Aggressive optimization immediately after launch may not be the right approach. The campaign should first be allowed to generate basic signals.
The following questions can be reviewed during the first few days:
- Has the campaign started receiving impressions?
- Are clicks being generated?
- Is CTR at the expected level?
- Is spend increasing too quickly?
- Are clicks reaching the correct landing page?
- Can the traffic be identified separately in GA4?
- Is conversion tracking working?
- Are certain Ad Groups clearly outperforming others?
- Are differences emerging between ad variations?
Reading early signals is important in a new channel. However, changing campaigns too frequently with limited data can make it difficult to understand which factor is actually influencing performance.

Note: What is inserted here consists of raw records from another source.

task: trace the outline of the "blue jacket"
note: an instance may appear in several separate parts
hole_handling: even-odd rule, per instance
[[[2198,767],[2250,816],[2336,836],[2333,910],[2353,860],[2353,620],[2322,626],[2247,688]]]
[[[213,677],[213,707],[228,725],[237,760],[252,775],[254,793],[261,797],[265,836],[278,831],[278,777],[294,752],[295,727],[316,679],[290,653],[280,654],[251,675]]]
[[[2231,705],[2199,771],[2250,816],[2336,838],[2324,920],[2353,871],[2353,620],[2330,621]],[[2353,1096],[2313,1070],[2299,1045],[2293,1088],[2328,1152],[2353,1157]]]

How can Optifeed support this process?
Optifeed is an AI-powered product feed optimization platform that helps e-commerce brands prepare their product data for advertising platforms and AI shopping experiences.
Product data quality becomes directly important when building an OpenAI Ads campaign structure. The more accurate the product title, description, category, price, availability, variant, image, and promotional information is, the more effectively the campaign structure can be designed.

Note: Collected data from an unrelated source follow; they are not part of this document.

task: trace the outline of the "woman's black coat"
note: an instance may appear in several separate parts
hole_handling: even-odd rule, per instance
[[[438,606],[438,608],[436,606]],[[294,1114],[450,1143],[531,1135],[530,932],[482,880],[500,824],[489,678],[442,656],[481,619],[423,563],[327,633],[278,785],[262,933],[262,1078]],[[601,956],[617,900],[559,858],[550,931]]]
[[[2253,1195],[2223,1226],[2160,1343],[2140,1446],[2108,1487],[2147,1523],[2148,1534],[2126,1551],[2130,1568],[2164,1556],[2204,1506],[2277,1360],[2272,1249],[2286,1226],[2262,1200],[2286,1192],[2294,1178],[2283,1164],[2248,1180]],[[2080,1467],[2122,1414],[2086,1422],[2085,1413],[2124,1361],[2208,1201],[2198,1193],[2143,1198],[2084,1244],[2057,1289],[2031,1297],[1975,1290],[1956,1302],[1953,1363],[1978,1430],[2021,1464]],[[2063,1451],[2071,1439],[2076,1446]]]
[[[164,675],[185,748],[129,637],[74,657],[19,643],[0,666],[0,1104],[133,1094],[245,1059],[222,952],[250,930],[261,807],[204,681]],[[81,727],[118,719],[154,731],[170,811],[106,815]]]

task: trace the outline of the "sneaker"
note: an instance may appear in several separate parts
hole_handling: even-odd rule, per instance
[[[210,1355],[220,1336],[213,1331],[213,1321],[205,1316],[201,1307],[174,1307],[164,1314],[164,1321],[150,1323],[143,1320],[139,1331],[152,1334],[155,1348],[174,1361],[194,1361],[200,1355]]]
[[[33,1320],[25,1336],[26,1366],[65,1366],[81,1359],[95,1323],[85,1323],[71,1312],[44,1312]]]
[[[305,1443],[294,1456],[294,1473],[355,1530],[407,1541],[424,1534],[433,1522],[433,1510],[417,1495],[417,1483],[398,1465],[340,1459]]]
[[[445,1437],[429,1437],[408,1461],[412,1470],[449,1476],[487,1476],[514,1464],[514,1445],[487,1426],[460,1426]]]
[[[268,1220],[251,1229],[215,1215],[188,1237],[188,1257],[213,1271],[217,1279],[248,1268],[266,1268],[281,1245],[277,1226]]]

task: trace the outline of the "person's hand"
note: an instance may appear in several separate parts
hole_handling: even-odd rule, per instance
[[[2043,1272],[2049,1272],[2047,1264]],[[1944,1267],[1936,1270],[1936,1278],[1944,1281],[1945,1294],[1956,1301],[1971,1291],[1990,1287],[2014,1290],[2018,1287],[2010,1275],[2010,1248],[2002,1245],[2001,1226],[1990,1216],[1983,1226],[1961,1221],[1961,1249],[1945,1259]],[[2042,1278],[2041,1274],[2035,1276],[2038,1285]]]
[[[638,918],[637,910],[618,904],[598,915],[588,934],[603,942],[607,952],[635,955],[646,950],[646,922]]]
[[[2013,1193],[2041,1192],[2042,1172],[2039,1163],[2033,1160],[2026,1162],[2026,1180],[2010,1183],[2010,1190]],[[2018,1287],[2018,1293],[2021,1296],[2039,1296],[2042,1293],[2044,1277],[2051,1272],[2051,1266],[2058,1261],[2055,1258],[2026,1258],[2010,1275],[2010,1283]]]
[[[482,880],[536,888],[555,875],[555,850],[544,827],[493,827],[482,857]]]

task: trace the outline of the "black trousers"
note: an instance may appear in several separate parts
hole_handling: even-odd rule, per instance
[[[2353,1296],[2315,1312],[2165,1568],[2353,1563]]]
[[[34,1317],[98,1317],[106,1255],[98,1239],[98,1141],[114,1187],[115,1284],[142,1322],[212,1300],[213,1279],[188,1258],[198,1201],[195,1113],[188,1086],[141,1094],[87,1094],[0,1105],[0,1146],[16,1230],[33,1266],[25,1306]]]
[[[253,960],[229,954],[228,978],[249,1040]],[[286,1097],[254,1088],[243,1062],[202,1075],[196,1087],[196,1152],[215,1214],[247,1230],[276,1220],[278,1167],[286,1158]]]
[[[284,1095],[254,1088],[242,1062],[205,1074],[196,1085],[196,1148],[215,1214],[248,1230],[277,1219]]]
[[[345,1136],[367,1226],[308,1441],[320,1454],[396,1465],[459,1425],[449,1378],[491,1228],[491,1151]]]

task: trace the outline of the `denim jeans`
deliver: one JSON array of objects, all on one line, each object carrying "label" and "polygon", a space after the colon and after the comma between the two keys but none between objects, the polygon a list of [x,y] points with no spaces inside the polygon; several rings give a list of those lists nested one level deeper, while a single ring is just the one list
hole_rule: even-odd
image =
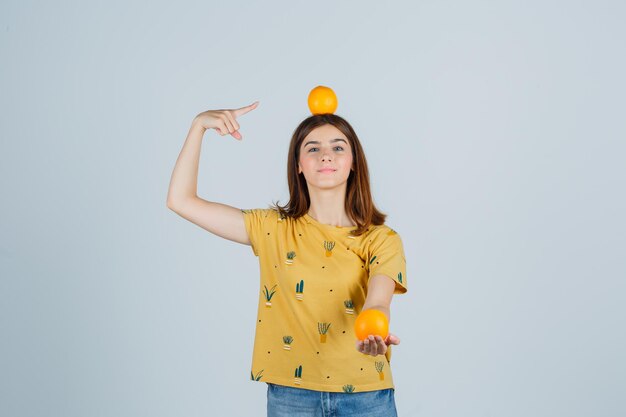
[{"label": "denim jeans", "polygon": [[321,392],[267,383],[267,417],[397,417],[394,389]]}]

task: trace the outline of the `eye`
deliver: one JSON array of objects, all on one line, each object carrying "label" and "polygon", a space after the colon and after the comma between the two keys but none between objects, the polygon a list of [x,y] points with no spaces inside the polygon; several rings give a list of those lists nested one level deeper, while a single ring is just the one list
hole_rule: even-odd
[{"label": "eye", "polygon": [[335,150],[343,151],[343,146],[335,146]]},{"label": "eye", "polygon": [[314,149],[317,149],[317,148],[314,148],[314,147],[312,147],[312,146],[311,146],[311,147],[309,148],[309,151],[308,151],[308,152],[313,152],[313,150],[314,150]]}]

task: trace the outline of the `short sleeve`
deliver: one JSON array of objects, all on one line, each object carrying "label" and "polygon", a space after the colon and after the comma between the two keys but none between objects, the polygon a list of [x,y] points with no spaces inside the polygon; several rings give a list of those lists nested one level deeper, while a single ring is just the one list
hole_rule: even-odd
[{"label": "short sleeve", "polygon": [[246,225],[246,232],[248,232],[248,239],[250,239],[252,252],[254,252],[255,256],[259,256],[259,244],[261,242],[259,238],[267,228],[267,220],[272,210],[241,209],[241,212],[243,213],[243,220]]},{"label": "short sleeve", "polygon": [[396,282],[394,294],[407,292],[406,259],[400,235],[389,227],[383,227],[372,236],[369,251],[369,278],[386,275]]}]

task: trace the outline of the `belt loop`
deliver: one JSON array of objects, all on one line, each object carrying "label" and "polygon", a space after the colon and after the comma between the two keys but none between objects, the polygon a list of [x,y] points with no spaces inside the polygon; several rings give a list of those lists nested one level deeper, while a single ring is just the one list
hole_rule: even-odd
[{"label": "belt loop", "polygon": [[322,416],[331,417],[333,415],[333,410],[331,409],[330,393],[321,391],[320,398],[322,400]]}]

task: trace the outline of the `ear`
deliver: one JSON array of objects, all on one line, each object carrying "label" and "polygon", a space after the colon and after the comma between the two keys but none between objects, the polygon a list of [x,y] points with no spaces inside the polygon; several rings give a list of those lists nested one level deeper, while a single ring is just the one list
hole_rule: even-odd
[{"label": "ear", "polygon": [[300,162],[298,162],[298,174],[302,174],[302,168],[300,167]]}]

Optifeed can support brands by:
- Organizing product data according to the campaign structure
- Segmenting products based on performance, availability, category, or margin signals
- Making product titles and descriptions easier to understand with AI Enrich
- Keeping price, availability, and variant information up to date
- Creating multichannel feed structures for Google, Meta, TikTok, and AI platforms
- Analyzing which product groups are strongest before campaigns launch
Optifeed’s role is not limited to generating a technical feed output. It helps brands build stronger campaign structures using more accurate and better-organized product data.
A successful OpenAI Ads campaign structure is created when the right objective, appropriate Ad Group segmentation, strong context hints, clear advertising messages, relevant landing pages, and clean product data work together. Campaign settings are important, but the real difference comes from the marketing strategy and data quality behind those settings.